MB: The conformity that you mention might have resulted from a model of control which, in the past, was driven, perhaps, by an underlying concept of fear. What is the model that can replace this approach?

DM: The model that can replace this is to go back and get to know who Jesus Christ was, what He said, what His teaching is; that fundamentally, He came to reveal to us that God is love and that love is the driving force for changing. That means that love is a way of life in which all your interactions are driven by a sense of caring, of welcoming and also of forgiving.
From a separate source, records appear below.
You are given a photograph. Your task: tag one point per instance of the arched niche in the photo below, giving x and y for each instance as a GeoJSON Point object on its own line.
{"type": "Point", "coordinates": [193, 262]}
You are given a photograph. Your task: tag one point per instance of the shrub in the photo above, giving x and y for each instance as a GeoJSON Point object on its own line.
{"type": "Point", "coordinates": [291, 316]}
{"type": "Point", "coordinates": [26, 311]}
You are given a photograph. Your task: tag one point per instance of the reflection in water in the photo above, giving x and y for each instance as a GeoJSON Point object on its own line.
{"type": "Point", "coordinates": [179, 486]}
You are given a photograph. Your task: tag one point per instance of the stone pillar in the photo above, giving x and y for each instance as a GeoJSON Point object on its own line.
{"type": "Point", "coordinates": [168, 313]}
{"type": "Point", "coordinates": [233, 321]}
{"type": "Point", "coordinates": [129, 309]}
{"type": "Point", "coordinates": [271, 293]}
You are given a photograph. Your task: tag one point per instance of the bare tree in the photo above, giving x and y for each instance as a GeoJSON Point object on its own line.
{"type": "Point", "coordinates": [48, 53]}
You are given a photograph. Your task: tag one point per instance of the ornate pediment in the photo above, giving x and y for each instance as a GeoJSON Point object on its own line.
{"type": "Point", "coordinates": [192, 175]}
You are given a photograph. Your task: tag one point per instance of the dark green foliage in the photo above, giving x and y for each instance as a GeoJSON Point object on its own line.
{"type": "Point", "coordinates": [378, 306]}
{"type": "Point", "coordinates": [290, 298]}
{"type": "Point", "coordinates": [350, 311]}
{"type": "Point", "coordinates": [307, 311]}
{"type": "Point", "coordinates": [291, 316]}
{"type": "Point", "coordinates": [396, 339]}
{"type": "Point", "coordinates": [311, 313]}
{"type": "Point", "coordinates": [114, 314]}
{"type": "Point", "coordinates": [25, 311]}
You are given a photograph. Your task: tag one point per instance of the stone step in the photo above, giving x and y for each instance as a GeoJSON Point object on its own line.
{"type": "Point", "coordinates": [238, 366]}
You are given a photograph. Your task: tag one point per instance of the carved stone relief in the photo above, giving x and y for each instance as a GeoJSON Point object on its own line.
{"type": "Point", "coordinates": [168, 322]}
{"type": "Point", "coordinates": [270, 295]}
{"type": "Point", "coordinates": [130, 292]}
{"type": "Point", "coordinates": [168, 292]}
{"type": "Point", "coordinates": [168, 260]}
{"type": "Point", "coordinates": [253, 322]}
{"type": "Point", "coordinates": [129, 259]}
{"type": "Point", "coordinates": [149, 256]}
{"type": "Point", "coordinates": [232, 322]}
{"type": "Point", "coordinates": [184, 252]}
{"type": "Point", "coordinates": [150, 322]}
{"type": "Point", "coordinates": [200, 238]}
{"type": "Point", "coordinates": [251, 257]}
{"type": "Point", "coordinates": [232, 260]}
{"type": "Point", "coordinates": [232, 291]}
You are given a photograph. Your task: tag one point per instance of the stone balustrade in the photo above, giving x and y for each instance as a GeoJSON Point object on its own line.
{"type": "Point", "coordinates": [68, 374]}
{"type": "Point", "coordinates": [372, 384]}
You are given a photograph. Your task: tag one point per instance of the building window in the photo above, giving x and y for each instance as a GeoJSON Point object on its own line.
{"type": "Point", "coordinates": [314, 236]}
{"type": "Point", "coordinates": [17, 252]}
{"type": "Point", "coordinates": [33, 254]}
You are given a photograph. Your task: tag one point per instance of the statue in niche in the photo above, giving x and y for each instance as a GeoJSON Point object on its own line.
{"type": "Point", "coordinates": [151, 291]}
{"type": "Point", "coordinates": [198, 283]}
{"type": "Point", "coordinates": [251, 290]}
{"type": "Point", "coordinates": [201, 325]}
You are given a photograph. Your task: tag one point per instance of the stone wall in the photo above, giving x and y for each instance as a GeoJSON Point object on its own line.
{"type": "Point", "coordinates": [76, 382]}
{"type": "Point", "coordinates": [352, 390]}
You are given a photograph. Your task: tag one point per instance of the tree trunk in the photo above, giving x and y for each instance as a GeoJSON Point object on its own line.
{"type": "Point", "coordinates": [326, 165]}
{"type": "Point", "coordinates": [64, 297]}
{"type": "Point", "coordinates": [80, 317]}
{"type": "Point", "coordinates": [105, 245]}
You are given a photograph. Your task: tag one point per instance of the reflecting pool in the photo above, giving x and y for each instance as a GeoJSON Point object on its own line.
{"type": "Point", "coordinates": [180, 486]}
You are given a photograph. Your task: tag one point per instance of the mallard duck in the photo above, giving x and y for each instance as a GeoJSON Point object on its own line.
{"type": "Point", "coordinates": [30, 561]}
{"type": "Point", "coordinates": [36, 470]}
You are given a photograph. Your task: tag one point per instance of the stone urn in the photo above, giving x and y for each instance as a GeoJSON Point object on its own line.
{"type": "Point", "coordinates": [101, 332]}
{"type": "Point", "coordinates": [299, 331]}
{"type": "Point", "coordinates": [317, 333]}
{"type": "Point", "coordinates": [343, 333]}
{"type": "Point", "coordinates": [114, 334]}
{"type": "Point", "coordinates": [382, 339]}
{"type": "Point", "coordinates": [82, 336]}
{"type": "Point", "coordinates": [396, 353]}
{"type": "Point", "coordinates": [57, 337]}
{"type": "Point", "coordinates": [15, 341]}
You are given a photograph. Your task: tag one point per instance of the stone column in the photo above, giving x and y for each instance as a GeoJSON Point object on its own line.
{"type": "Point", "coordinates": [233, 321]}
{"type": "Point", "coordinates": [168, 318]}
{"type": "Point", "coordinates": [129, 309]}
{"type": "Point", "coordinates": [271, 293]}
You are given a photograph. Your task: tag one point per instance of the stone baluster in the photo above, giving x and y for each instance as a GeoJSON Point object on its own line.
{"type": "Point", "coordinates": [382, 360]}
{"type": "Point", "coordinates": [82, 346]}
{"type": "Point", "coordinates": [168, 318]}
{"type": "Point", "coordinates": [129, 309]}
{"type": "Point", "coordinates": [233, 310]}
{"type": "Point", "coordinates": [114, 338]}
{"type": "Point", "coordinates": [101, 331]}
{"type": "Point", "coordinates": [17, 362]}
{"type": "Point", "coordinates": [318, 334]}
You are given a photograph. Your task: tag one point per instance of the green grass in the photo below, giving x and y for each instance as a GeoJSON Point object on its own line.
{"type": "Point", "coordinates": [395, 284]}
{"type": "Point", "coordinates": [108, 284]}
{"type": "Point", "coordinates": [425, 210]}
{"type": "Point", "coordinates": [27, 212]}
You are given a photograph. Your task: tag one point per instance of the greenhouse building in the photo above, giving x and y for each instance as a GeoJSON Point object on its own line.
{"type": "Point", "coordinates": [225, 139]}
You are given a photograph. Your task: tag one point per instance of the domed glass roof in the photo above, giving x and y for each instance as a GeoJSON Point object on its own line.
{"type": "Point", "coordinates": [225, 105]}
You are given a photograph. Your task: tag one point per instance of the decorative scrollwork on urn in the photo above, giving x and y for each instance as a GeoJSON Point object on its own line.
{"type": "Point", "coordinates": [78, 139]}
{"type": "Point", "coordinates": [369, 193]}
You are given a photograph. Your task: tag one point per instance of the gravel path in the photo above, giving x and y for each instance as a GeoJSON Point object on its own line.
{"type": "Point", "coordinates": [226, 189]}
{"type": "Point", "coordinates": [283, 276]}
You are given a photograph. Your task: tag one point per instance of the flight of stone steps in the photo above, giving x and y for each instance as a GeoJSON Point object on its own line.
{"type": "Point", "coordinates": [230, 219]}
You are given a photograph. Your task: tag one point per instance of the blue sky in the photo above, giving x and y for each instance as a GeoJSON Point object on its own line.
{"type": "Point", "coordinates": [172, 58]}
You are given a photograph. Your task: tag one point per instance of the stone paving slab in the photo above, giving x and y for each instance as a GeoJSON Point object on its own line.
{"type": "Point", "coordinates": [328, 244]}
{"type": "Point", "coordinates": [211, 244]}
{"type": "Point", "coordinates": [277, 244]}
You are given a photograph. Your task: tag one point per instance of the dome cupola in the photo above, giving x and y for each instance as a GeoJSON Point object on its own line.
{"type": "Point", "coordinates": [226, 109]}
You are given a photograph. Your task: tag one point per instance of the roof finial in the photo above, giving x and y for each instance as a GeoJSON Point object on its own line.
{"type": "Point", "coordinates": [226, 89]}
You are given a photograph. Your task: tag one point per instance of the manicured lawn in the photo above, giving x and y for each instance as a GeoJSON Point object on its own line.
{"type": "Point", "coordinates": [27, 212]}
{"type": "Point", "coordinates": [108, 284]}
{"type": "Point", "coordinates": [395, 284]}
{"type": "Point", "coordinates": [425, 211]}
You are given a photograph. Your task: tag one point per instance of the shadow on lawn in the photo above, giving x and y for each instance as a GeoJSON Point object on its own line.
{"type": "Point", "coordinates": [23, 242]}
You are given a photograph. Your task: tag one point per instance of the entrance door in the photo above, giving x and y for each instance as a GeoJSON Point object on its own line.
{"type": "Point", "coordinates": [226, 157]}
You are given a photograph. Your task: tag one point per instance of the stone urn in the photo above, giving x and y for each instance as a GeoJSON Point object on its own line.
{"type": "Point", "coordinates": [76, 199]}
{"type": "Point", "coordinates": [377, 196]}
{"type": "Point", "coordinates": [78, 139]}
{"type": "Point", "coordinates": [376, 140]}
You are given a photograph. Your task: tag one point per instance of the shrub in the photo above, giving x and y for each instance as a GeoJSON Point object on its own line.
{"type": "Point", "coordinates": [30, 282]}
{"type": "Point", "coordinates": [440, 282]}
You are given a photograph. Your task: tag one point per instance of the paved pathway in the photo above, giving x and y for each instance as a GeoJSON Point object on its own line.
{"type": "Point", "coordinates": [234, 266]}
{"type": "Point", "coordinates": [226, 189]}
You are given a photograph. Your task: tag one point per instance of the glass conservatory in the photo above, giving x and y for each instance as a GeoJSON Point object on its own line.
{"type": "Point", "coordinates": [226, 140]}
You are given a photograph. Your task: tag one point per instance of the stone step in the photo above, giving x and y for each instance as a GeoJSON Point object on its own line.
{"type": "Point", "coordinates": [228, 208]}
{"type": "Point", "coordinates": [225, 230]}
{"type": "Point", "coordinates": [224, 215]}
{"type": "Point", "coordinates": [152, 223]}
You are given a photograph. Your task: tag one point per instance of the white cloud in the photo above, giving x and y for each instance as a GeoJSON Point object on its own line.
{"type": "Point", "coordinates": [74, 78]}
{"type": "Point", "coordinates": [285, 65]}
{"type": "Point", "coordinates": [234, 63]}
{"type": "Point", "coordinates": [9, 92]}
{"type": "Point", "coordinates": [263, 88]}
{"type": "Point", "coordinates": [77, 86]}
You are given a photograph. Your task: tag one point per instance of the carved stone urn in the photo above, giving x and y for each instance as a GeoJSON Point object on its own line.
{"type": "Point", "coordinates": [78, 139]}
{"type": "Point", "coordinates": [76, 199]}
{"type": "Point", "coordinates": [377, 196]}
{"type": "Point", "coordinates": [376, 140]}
Today’s world is very harsh and that sense of being forgiven, of being able to rise up and start again is vitally important. We can understand all this on a personal level but we have to bring it, in some way or other, into the type of society that we have. That is why I would stress also the need for on-going education for people; that those who were disadvantaged at some stage of their lives due to exclusion or marginalisation, because their needs were never met and their talents never recognised, that they have a second chance. There are extraordinary things happening here in the inner city of Dublin as regards people who, because of the poverty they lived in, went out to work when they reached fourteen years of age or as soon as they finished school. Some were extraordinarily talented people and through adult education they are re- discovering themselves and flourishing. These are the very ones who will go out to the community and bring about change. That must be a real dimension of Catholic schools. They are not inward-looking, elitist schools but schools which are supported from the community and within the community but they must then bring their contribution to the community.

MB: Archbishop thank you very much for engaging in the dialogue.